We consider channel coding for discrete memoryless channels (DMCs) with a novel cost constraint that constrains both the mean and the variance of the cost of the codewords. We show that the maximum (asymptotically) achievable rate under the new cost formulation is equal to the capacity-cost function; in particular, the strong converse holds. We further characterize the optimal second-order coding rate of these cost-constrained codes; in particular, the optimal second-order coding rate is finite. We then show that the second-order coding performance is strictly improved with feedback using a new variation of timid/bold coding, significantly broadening the applicability of timid/bold coding schemes from unconstrained compound-dispersion channels to all cost-constrained channels.
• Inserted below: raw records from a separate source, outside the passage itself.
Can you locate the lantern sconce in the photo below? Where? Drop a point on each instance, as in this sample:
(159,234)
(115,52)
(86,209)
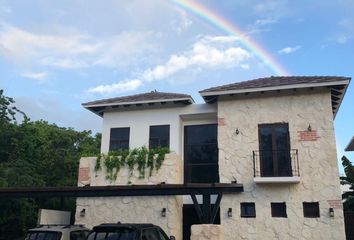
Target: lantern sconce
(237,131)
(331,212)
(229,212)
(83,212)
(163,212)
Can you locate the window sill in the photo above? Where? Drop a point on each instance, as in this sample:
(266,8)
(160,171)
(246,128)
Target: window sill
(294,179)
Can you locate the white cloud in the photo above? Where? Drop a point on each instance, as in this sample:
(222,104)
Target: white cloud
(288,50)
(261,25)
(74,50)
(38,76)
(207,53)
(204,54)
(122,86)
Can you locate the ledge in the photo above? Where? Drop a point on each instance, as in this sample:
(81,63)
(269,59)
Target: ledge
(294,179)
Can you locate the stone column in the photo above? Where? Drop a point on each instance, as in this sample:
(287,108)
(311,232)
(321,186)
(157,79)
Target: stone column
(207,232)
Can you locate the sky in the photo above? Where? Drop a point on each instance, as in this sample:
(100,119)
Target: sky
(55,55)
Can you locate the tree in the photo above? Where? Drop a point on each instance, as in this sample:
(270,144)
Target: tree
(348,179)
(36,154)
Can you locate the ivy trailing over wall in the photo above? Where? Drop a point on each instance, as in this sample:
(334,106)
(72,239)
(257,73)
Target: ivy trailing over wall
(143,158)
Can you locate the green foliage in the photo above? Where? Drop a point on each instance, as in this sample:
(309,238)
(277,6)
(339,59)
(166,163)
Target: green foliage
(141,157)
(36,154)
(348,179)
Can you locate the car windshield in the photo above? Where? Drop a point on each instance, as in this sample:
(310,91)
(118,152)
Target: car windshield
(43,235)
(112,234)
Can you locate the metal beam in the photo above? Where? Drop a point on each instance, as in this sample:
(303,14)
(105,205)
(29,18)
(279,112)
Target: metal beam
(126,190)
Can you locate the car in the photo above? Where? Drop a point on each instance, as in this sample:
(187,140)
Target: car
(58,232)
(128,231)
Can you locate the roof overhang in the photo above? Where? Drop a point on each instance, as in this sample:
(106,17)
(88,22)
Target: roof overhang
(338,89)
(99,108)
(350,146)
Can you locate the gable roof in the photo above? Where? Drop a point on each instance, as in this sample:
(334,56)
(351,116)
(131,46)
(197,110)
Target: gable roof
(148,98)
(337,85)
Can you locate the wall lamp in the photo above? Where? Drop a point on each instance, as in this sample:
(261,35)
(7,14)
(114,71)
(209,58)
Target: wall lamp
(163,212)
(229,212)
(331,212)
(83,212)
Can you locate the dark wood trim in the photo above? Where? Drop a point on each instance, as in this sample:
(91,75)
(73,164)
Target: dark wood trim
(126,190)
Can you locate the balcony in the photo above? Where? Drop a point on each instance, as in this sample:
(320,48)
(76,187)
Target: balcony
(276,166)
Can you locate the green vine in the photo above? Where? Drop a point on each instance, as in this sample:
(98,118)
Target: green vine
(141,157)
Equivalent results on the minimum average probability of error are also given.

翻译：我们考虑了离散无记忆信道（DMC）在一种新型成本约束下的信道编码问题，该约束同时限制了码字的成本均值和方差。我们证明，在新成本公式下，最大（渐近）可达速率等于容量-成本函数；特别地，强逆定理成立。我们进一步刻画了这些成本约束码的最优二阶编码速率；特别地，最优二阶编码速率是有限的。然后我们证明，通过使用一种新的胆怯/大胆编码变体，二阶编码性能在有反馈时得到严格提升，显著扩展了胆怯/大胆编码方案从无约束复合弥散信道到所有成本约束信道的适用性。我们还给出了最小平均错误概率的等价结果。